DBlytics: Statistical Analysis on data parallel frameworks
When processing large data, often a large bottleneck to computation is data movement. Moving data across geographical locations for processing is expensive. In-Database Analytics (dblytics) aims to build sophisticated analytic algorithms into data parallel systems, such as relational databases (RDBMS) and massively parallel processing (MPP) systems. Using a database as the ecosystem for analytics we a get declarative query interface, query optimization, transactional operations, efficient catching and fault tolerance. Below we list sub research projects that contribute to this effort.
MADlib is an open-source library for scalable in-database analytics. It provides data-parallel implementations of mathematical, statistical and machine-learning methods for structured and unstructured data. There are two significant motivations of in-database analytics tools such as MADlib. Firstly, it harness the embarrassing parallel processing power of parallel database and make the database being a data analytic engine, which is capable of processing massive data.
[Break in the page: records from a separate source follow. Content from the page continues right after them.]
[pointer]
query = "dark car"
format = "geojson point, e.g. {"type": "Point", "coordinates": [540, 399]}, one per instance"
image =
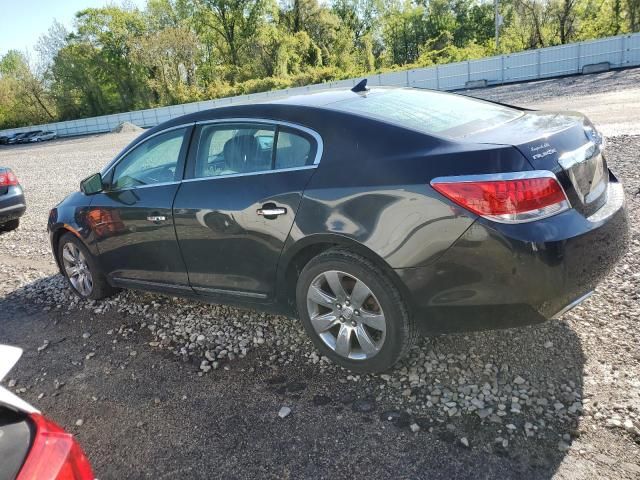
{"type": "Point", "coordinates": [29, 136]}
{"type": "Point", "coordinates": [42, 136]}
{"type": "Point", "coordinates": [12, 202]}
{"type": "Point", "coordinates": [16, 137]}
{"type": "Point", "coordinates": [371, 215]}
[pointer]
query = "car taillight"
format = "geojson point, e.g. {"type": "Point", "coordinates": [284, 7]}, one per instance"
{"type": "Point", "coordinates": [507, 198]}
{"type": "Point", "coordinates": [54, 455]}
{"type": "Point", "coordinates": [8, 178]}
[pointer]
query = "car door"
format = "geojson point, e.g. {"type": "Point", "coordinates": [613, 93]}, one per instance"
{"type": "Point", "coordinates": [132, 218]}
{"type": "Point", "coordinates": [235, 210]}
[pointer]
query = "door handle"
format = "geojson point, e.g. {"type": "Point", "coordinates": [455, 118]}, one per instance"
{"type": "Point", "coordinates": [272, 211]}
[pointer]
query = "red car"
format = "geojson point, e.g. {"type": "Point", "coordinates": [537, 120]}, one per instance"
{"type": "Point", "coordinates": [32, 447]}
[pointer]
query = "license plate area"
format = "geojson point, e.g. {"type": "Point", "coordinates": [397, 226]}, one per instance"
{"type": "Point", "coordinates": [586, 168]}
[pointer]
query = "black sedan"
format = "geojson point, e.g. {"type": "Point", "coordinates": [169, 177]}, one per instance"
{"type": "Point", "coordinates": [12, 202]}
{"type": "Point", "coordinates": [371, 215]}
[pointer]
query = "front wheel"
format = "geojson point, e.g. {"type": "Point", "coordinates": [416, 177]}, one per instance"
{"type": "Point", "coordinates": [353, 313]}
{"type": "Point", "coordinates": [81, 269]}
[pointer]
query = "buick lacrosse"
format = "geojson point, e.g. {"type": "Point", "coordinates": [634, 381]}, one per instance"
{"type": "Point", "coordinates": [372, 215]}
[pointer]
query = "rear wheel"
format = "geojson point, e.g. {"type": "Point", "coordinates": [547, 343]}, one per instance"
{"type": "Point", "coordinates": [353, 312]}
{"type": "Point", "coordinates": [81, 269]}
{"type": "Point", "coordinates": [10, 225]}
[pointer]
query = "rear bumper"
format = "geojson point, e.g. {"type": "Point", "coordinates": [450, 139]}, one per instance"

Secondly, In-database analytic tools avoid the time cost of transferring large volume of data between databases and outside tools. MADlib can be installed on Postgres and Greenplum database.
MADden is a demonstration of in-database text analysis algorithms. This demonstration focuses on answering queries for sports journalism, in particular NFL data sets using Mad Lib style queries. The demonstration made the following contributions:
- Processing declarative ad hoc queries involving various statistical text analytic functions.
- Joining and querying over multiple data sources with both aggregation structured and text information.
- Query-time rendering of visualizations over query results, using word clouds, histograms, and ranked lists of documents.
GPText is a system for large-scale text indexing, search and ranking. This is a new system that integrates Greenplum DB, MADlib analytic libraries and the Apache Solr enterprise search platform. Combined with our madlib algorithms such as Conditional Random Field part of speech tagging, GPText is an extremely large and scalable text analytics engine. GPText adds a Solr instance to each Greenplum DB Segment and the database could communicate over the instances using http. Text searches are then parallelized across segments. Using UDFs we can mix sophisticated search predicates, ranking and database queries. In addition, we created an application that demonstrates the scalability of GPText and MADlib algorithms over the Enron corpus. This application displays results using a Sankey diagrams for flow analysis and other advanced analytics.